A shareholder to worry about
On January 30, 2019, CVI investments acquired 1.3 million CODX shares of common stock ( 3 ). According to our Asgard database (a proprietary database and stock selection tool that identifies high-probability fraudulent/dubious companies based on several characteristics), CVI has been involved with other suspect tickers, such as BPTH, RKDA and TRNX among other. A quick look at the historical price action of these tickers will show the same trend; a very extended downward trend characterised by “spikes in volatility”. TRNX is one of the dodgiest ticker we took a look at when we started publishing our research, check out our very short article on it.
Needless to say, CVI’s involvement is a big red flag when considering the similar fate of its other “investments”.

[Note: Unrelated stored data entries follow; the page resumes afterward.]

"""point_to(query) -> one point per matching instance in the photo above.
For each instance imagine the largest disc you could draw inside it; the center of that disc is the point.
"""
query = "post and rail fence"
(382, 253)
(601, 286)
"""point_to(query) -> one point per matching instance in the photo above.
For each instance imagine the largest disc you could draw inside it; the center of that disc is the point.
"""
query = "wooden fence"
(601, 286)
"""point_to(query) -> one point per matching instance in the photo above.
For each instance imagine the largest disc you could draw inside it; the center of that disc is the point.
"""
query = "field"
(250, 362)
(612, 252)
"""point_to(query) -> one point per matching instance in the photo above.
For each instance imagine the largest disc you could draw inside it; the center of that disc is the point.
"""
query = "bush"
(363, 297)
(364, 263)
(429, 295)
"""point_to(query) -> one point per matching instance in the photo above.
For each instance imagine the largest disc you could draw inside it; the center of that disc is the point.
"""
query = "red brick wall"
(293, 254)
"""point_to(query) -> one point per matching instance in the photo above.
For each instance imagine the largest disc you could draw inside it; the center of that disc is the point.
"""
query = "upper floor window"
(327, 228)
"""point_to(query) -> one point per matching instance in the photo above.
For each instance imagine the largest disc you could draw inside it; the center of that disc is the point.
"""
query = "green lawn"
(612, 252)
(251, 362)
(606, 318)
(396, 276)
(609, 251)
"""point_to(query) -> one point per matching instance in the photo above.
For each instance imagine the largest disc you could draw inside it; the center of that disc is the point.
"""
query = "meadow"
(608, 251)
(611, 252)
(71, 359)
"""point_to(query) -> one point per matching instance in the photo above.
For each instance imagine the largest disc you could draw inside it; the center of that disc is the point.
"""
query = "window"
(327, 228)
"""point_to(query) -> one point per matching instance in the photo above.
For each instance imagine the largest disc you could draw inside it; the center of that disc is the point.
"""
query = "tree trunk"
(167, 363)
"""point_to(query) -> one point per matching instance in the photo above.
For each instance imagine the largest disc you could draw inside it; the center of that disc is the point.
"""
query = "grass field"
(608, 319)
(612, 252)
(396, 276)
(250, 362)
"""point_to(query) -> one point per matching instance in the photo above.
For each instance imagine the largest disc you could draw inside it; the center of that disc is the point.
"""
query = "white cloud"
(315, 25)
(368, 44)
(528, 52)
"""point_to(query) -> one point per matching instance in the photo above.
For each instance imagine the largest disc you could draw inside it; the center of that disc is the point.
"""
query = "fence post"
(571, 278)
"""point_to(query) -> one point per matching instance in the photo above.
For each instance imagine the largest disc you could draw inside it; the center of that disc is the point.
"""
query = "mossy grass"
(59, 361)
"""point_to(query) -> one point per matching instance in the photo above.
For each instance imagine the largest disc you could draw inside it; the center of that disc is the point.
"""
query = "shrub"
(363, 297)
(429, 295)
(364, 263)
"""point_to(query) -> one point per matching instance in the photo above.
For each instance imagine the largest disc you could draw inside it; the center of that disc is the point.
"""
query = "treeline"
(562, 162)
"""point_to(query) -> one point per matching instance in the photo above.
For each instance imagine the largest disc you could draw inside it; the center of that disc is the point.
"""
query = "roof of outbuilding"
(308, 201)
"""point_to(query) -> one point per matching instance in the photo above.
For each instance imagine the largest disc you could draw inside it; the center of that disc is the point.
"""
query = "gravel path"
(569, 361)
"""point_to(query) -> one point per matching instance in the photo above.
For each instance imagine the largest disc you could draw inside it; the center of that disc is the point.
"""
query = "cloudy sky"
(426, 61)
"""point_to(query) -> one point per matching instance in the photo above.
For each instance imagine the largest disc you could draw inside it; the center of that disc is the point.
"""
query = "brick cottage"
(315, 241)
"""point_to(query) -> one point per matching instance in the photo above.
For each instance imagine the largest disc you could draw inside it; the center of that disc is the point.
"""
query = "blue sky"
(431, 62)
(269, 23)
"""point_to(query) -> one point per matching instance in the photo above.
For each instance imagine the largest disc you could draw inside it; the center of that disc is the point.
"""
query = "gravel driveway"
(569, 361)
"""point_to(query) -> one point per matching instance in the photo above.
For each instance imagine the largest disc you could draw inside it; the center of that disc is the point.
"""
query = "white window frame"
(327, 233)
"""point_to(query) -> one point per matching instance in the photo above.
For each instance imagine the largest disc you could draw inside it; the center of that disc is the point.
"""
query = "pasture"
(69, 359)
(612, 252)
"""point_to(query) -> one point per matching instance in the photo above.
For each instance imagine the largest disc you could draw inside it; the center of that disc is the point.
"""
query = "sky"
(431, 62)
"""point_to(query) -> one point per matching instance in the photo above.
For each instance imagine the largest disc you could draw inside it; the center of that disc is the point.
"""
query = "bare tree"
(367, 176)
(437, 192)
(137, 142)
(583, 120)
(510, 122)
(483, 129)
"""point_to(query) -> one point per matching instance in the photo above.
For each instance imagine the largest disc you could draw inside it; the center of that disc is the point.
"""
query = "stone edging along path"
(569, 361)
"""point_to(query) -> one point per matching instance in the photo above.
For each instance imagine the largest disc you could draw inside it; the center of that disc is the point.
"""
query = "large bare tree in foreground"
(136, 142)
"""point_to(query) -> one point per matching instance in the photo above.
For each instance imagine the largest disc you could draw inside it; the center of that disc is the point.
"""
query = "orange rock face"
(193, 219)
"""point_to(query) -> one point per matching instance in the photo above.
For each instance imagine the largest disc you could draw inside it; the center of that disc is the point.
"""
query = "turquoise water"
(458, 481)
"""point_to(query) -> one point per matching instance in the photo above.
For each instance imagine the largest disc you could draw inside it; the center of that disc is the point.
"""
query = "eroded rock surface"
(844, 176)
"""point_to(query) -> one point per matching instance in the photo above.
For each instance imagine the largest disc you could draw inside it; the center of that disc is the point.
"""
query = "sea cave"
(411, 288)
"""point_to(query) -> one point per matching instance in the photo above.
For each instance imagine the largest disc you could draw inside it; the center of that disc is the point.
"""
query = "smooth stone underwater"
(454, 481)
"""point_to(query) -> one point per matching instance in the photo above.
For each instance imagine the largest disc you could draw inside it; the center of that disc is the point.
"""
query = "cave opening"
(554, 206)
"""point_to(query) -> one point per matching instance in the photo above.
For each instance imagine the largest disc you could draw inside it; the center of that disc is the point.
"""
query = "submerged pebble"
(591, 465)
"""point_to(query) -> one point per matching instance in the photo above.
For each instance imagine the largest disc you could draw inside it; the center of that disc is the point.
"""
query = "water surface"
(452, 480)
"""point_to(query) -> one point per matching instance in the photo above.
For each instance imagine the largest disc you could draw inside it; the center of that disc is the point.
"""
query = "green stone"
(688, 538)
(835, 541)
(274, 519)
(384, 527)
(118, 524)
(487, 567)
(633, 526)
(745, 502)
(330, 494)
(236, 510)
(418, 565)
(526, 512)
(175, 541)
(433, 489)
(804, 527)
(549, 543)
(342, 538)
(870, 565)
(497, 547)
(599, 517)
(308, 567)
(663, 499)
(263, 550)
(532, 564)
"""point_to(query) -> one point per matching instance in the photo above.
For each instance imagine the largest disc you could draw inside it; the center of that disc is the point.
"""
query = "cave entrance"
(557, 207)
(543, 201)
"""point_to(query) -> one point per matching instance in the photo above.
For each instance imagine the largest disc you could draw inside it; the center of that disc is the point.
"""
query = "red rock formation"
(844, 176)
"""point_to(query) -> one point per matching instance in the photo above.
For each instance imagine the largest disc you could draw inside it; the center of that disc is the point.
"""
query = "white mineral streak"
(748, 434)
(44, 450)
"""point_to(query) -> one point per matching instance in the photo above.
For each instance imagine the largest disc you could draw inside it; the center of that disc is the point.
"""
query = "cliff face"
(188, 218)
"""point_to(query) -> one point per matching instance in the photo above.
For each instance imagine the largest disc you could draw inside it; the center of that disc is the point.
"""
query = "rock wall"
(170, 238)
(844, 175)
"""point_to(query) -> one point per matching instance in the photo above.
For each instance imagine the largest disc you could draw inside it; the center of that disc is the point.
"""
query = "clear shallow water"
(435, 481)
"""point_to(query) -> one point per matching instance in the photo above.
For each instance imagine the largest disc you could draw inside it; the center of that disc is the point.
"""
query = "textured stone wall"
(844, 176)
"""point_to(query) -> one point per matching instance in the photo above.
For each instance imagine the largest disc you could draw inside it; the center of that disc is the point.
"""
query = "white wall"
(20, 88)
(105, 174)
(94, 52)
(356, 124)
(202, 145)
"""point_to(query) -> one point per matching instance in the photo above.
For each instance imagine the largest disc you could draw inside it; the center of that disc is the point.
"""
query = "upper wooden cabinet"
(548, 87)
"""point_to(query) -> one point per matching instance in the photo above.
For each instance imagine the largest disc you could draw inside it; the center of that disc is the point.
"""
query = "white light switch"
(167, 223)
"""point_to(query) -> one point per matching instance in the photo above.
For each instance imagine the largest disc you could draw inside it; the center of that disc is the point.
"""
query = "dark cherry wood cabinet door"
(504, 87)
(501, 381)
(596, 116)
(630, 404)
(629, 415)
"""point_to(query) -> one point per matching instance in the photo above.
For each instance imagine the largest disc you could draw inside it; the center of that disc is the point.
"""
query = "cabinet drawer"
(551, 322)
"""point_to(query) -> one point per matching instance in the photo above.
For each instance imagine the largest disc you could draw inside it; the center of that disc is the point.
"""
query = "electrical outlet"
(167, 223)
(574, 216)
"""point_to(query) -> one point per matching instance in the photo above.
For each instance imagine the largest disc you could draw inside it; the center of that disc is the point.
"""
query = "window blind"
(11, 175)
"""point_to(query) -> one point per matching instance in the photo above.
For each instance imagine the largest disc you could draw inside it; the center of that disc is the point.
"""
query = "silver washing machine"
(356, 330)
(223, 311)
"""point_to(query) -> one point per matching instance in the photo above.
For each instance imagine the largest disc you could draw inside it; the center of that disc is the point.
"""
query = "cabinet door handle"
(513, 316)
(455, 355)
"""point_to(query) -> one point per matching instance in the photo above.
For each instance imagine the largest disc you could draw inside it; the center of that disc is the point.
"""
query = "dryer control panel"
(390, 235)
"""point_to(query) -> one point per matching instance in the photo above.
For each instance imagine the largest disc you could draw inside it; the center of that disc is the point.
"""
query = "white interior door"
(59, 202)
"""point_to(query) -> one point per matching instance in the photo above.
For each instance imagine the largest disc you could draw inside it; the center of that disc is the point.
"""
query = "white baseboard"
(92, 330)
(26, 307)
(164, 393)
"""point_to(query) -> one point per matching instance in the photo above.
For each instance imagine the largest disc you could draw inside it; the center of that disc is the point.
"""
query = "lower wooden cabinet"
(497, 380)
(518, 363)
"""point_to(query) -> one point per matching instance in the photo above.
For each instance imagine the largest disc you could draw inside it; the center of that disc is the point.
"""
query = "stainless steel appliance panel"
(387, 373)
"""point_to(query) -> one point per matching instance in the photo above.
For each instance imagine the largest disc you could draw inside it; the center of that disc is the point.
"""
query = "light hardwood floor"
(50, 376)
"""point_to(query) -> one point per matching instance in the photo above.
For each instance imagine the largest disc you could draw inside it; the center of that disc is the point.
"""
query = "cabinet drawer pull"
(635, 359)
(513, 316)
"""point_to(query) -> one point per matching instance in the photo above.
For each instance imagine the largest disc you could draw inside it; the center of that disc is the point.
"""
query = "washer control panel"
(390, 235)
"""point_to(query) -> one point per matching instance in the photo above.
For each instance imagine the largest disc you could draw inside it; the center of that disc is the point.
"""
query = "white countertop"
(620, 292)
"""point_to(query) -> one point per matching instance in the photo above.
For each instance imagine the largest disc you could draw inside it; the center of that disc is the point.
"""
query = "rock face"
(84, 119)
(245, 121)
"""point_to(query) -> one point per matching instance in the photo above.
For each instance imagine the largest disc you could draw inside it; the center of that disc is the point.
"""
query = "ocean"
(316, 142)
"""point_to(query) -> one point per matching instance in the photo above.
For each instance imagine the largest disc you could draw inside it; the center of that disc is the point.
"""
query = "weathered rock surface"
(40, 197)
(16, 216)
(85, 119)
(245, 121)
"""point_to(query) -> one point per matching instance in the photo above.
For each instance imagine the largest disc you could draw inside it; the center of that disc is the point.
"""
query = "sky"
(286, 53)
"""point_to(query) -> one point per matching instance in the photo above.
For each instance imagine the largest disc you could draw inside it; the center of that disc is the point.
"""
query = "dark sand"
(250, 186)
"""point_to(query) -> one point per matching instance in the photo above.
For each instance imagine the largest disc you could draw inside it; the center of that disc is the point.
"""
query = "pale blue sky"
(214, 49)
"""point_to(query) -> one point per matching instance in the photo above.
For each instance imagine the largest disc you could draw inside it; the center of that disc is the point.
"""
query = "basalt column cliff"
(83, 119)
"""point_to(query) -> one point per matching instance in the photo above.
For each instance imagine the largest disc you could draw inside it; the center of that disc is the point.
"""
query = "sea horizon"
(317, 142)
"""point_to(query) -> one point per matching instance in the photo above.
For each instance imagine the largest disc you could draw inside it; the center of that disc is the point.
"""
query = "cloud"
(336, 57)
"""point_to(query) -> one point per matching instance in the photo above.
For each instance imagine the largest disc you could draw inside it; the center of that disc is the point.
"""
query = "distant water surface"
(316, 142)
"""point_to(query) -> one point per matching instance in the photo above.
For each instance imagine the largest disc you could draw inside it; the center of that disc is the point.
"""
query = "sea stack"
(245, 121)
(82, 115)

A stock transfer agent to worry about
CODX’s transfer agent is VStock transfer. VStock has been involved with a few suspect tickers over the last couple of years such as PULM, QBIO and MTNB,. But the most interesting one is undoubtedly BEAG (Blue Eagle Lithium). BEAG is a confirmed mailer pump and dump as exposed by Michael Goode ( 4 ), that paid over $1.3 million dollar for a landing page. It ended up getting into serious trouble with the SEC, which suspended its trading on July 1, 2019 because of lack of accuracy of publicly available information and unusual unexplained market activity ( 5 ). BEAG now dwells in the grey market (also known as the OTC cemetery) where it currently trades at less than $0.10 after having reached $3.50 pre SEC suspension.
VStock transfer is thus a big red flag as it has been previously involved with a ticker that has been suspended for trading irregularities by the SEC. Furthermore, Brent Satterfield, CODX’s Chief Science Officer and Director, sued VStock transfer in 2019 ( 6 ).The reason for the lawsuit being that CODX pledged restricted shares to America 2030 Capital as security for a loan. Even after the loan was paid back, America 2030 Capital sold half of the pledged shares and pocketed the proceeds. So Mr. Satterfield sought to prevent VStock transfer from selling the rest of the pledged shares to America 2030 Capital.
Paid Newsletter Promotion:
On January 23, 2019, before the markets opened well known promoters such as OTCtipReporter, Buzzstocks.com, James Connelly (aka Penny Stock Prophet), HotOTC, BullRally and other, sent out premarket alerts promoting CODX.
According to the disclaimer CODX paid $110,000 for these pump newsletters. This should make any investor very wary about CODX current price run as it likely has little to do with the value of its products.
CODX is a terrible investment. Bad financials, dilution, dodgy institutional shareholders, dodgy transfer agents and paid promotion is a recipe for a swift share price crash. Stay away from this company’s unless you are a trader with experience with this type of tickers.